Speaking with his father, Randy Sparks, on Nov. 19 after his highly controversial dismissal as the Randolph County football coach following being placed on administrative leave in October, he said he would do what was best for Ty and his family.
The ball coach stuck good to his word.
Obviously, the junior quarterback brought success to Randolph County on the football field, but Sparks also has his eyes on possibly playing basketball this year for Piedmont.
“I’ve spoken to coach Lewis about that and he said that’d be possible,” Sparks said. “I can start practicing, I just can’t play until it’s approved by the athletic association.”
After Piedmont’s game vs. Anniston on Friday night — which included the Sparks family in attendance — Lewis didn’t want to say much at first, but gave a small hint toward what may be to come.

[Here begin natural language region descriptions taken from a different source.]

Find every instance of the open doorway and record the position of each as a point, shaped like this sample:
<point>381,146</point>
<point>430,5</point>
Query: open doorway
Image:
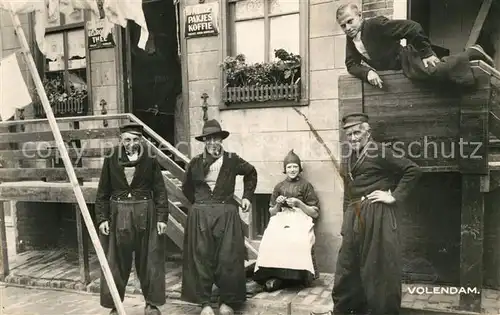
<point>153,93</point>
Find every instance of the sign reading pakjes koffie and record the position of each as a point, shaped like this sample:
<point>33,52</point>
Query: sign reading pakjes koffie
<point>201,20</point>
<point>95,38</point>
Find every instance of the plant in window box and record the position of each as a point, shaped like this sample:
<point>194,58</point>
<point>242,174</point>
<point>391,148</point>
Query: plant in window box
<point>260,82</point>
<point>63,103</point>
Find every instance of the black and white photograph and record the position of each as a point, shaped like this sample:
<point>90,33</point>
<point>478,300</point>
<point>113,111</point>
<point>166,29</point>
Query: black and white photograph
<point>250,157</point>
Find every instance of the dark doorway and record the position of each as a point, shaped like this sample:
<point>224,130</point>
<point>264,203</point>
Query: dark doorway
<point>155,73</point>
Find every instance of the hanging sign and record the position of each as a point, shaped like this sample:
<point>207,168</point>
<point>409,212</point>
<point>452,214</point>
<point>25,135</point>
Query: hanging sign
<point>201,20</point>
<point>95,38</point>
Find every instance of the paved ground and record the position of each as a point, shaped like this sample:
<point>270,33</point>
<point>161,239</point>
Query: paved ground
<point>28,301</point>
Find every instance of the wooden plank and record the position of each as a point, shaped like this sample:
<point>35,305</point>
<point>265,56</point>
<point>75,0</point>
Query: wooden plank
<point>67,119</point>
<point>83,247</point>
<point>471,244</point>
<point>50,153</point>
<point>175,232</point>
<point>4,257</point>
<point>177,213</point>
<point>67,135</point>
<point>479,22</point>
<point>474,120</point>
<point>164,160</point>
<point>175,192</point>
<point>18,174</point>
<point>45,192</point>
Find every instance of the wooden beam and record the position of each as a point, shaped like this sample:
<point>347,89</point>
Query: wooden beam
<point>165,161</point>
<point>19,174</point>
<point>50,153</point>
<point>175,231</point>
<point>83,247</point>
<point>67,119</point>
<point>474,135</point>
<point>479,22</point>
<point>471,244</point>
<point>4,258</point>
<point>67,135</point>
<point>45,192</point>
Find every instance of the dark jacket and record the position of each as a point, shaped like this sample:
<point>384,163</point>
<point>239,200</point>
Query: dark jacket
<point>381,169</point>
<point>147,182</point>
<point>195,188</point>
<point>381,38</point>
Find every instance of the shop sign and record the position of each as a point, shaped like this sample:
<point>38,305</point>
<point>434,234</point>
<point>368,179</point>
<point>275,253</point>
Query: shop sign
<point>201,20</point>
<point>95,38</point>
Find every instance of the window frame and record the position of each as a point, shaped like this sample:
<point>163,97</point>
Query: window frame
<point>64,29</point>
<point>226,44</point>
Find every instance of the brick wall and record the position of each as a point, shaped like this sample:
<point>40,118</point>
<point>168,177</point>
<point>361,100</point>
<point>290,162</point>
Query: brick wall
<point>378,7</point>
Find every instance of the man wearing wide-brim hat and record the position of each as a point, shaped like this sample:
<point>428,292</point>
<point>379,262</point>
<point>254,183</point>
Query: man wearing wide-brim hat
<point>368,272</point>
<point>132,214</point>
<point>214,243</point>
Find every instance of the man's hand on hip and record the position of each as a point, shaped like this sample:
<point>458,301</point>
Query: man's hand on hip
<point>245,205</point>
<point>162,228</point>
<point>381,196</point>
<point>374,79</point>
<point>104,228</point>
<point>430,61</point>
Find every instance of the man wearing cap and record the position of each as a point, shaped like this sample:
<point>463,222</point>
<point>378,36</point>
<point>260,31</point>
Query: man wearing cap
<point>376,184</point>
<point>376,42</point>
<point>132,214</point>
<point>214,243</point>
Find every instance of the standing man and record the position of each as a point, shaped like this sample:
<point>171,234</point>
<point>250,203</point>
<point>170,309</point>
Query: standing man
<point>214,243</point>
<point>376,41</point>
<point>132,214</point>
<point>368,272</point>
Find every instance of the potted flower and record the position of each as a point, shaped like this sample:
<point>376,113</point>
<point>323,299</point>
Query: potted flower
<point>62,101</point>
<point>261,82</point>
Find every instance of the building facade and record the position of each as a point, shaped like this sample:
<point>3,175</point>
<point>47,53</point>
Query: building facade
<point>183,67</point>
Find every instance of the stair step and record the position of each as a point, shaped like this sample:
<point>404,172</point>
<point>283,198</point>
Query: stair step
<point>250,263</point>
<point>494,166</point>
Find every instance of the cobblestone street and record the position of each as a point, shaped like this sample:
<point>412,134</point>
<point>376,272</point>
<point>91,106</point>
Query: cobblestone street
<point>16,300</point>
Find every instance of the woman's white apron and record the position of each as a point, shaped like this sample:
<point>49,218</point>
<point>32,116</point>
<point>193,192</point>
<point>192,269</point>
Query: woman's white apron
<point>287,242</point>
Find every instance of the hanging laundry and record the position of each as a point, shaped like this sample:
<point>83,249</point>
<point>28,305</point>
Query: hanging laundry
<point>119,11</point>
<point>70,7</point>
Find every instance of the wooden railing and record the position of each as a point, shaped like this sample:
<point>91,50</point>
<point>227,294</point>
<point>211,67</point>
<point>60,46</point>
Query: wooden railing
<point>263,93</point>
<point>66,108</point>
<point>23,180</point>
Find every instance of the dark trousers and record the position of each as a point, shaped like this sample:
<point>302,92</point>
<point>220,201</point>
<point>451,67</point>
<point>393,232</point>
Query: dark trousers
<point>133,230</point>
<point>214,253</point>
<point>368,272</point>
<point>454,69</point>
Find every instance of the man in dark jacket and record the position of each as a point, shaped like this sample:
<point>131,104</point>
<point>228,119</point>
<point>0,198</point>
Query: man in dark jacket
<point>368,271</point>
<point>132,214</point>
<point>376,42</point>
<point>214,243</point>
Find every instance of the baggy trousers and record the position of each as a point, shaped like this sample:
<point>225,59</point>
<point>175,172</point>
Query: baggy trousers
<point>214,253</point>
<point>368,272</point>
<point>454,69</point>
<point>133,230</point>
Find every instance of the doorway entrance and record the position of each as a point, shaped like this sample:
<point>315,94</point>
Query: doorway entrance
<point>153,92</point>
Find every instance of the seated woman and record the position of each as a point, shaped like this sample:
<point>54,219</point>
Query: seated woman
<point>286,251</point>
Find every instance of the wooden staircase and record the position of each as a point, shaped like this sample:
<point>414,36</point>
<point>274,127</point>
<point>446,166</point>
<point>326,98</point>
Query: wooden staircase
<point>29,170</point>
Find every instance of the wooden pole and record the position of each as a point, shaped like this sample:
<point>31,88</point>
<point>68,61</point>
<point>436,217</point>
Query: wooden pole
<point>67,163</point>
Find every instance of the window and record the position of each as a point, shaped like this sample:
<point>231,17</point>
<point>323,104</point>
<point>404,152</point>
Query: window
<point>64,67</point>
<point>256,29</point>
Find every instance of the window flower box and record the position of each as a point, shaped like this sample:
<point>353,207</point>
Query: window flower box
<point>64,103</point>
<point>262,82</point>
<point>263,93</point>
<point>65,108</point>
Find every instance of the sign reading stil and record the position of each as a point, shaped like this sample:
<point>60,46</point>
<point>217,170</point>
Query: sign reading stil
<point>95,38</point>
<point>201,20</point>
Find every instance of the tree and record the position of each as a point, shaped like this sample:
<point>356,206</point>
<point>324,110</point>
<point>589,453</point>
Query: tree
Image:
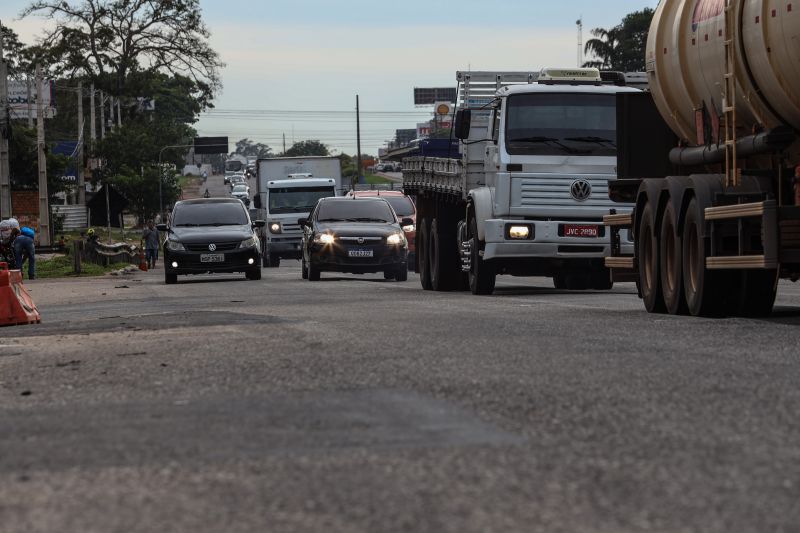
<point>247,147</point>
<point>106,41</point>
<point>306,148</point>
<point>623,46</point>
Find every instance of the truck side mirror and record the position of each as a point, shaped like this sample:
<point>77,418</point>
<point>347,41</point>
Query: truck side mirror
<point>462,125</point>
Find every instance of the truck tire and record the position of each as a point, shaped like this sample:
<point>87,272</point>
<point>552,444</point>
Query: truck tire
<point>482,276</point>
<point>313,272</point>
<point>700,284</point>
<point>671,263</point>
<point>423,267</point>
<point>441,258</point>
<point>647,251</point>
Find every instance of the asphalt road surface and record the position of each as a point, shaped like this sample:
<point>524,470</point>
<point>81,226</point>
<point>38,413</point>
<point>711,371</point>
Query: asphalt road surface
<point>358,404</point>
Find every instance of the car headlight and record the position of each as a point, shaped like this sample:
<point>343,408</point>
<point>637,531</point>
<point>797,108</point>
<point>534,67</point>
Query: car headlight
<point>249,243</point>
<point>324,238</point>
<point>395,239</point>
<point>175,246</point>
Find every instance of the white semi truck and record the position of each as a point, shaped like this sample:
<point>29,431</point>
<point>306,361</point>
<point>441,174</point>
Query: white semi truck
<point>287,188</point>
<point>528,193</point>
<point>716,222</point>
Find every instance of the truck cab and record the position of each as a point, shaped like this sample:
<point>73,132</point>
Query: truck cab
<point>281,204</point>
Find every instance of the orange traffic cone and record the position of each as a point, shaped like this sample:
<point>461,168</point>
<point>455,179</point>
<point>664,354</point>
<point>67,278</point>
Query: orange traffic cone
<point>16,305</point>
<point>142,261</point>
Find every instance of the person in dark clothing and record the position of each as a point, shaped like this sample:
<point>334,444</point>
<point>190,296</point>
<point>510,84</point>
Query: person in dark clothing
<point>151,243</point>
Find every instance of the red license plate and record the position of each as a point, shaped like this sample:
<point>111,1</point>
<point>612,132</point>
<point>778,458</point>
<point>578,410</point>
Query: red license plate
<point>577,230</point>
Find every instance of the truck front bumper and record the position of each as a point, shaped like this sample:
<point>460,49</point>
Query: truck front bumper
<point>546,242</point>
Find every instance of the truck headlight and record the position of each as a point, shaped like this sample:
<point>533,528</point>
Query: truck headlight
<point>249,243</point>
<point>396,238</point>
<point>519,233</point>
<point>324,238</point>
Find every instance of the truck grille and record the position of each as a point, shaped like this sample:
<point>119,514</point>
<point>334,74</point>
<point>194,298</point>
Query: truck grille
<point>551,196</point>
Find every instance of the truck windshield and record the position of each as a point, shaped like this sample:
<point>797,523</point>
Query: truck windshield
<point>559,124</point>
<point>297,199</point>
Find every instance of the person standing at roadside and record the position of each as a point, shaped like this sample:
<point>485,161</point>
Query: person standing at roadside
<point>24,247</point>
<point>151,242</point>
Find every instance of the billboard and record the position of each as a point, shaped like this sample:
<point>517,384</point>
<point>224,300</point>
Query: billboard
<point>210,145</point>
<point>431,95</point>
<point>18,98</point>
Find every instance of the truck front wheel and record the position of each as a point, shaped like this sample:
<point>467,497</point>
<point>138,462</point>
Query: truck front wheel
<point>482,275</point>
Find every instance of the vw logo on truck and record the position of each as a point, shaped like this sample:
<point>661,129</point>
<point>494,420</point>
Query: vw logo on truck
<point>581,190</point>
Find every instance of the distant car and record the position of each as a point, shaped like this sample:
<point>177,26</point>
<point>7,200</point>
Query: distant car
<point>404,208</point>
<point>242,192</point>
<point>355,235</point>
<point>212,235</point>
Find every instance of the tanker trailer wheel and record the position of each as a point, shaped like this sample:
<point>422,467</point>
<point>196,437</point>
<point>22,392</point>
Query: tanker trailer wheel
<point>759,288</point>
<point>671,263</point>
<point>441,258</point>
<point>423,265</point>
<point>701,286</point>
<point>482,275</point>
<point>647,252</point>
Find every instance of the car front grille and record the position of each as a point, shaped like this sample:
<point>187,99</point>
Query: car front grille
<point>221,247</point>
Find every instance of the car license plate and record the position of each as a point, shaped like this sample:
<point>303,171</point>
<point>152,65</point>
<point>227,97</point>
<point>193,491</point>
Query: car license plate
<point>359,253</point>
<point>577,230</point>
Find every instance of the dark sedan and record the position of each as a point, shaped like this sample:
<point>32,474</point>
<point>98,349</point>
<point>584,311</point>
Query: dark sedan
<point>212,235</point>
<point>355,235</point>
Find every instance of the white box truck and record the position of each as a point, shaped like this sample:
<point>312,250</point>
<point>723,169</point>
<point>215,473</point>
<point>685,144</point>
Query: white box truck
<point>287,188</point>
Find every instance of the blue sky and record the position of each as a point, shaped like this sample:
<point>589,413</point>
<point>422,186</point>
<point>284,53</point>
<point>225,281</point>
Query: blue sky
<point>294,67</point>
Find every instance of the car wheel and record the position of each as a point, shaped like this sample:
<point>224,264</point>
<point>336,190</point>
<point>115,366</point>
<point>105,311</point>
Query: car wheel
<point>313,272</point>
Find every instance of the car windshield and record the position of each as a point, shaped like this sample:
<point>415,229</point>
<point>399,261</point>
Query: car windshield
<point>297,199</point>
<point>401,204</point>
<point>559,124</point>
<point>210,214</point>
<point>356,211</point>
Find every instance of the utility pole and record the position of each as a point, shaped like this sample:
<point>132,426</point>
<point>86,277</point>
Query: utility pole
<point>92,116</point>
<point>358,139</point>
<point>102,115</point>
<point>44,205</point>
<point>79,154</point>
<point>5,173</point>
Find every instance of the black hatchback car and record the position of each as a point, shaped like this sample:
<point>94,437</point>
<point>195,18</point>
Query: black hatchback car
<point>356,235</point>
<point>212,235</point>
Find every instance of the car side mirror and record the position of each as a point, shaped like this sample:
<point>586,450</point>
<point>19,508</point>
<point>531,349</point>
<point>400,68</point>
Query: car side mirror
<point>462,124</point>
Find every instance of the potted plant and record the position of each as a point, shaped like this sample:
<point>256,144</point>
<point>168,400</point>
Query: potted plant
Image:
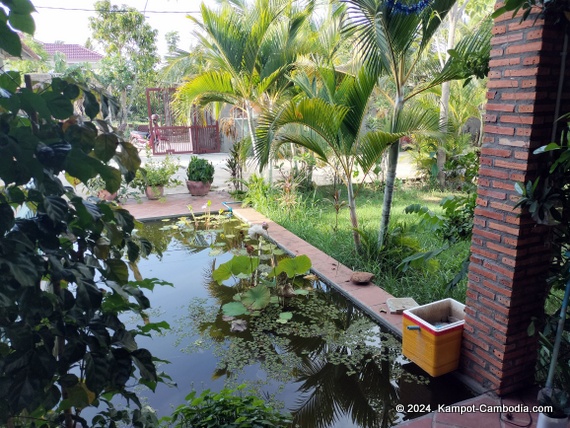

“If he’s serious about coming, and I know he’s jumped through all the hoops, if he does come I would hope that’d be a good thing,” he said. “I’ve never seen him play, but his dad’s a basketball coach and his mom was a great player and coach. You can’t go wrong with a kid like that.
“We don’t dress 15 so we’ve got a uniform if he does (play).”
Considering the attributes Sparks brings on the field, the Piedmont community should be nothing short of ecstatic about the transfer, especially with the graduation of 2012 quarterback Cade Bradley coming in May. Despite the disappointing conclusion to this season, things are already looking up for the Bulldogs.
• Strong defense: The inevitable occurred last Thursday. With a strong 4-0 record entering a contest against Ohatchee, White Plains had also not allowed a team to score outside of the 30s. However, that changed when the Indians scored 48.
“We have to give the credit to them,” Wildcats’ coach Chris Randall said. “They gave us some trouble early on. They went on a streak and knocked down some shots. They have a couple of really good guards that can score the ball.”
On the flip side, White Plains also set a few season highs on the way to getting its fifth win. Randall’s squad put 86 points on the scoreboard, having five players scoring in double figures.
“I felt like we attacked the basket really good,” he said. “Our guards did a good job of getting up and down the floor. The tempo was really at our liking, especially after the first quarter.”
Scoring its season high in points also brought its largest margin of victory, 38 points.
However, once the fourth quarter ended and the horn sounded, the Wildcats began improving the D with Weaver coming to town on Friday.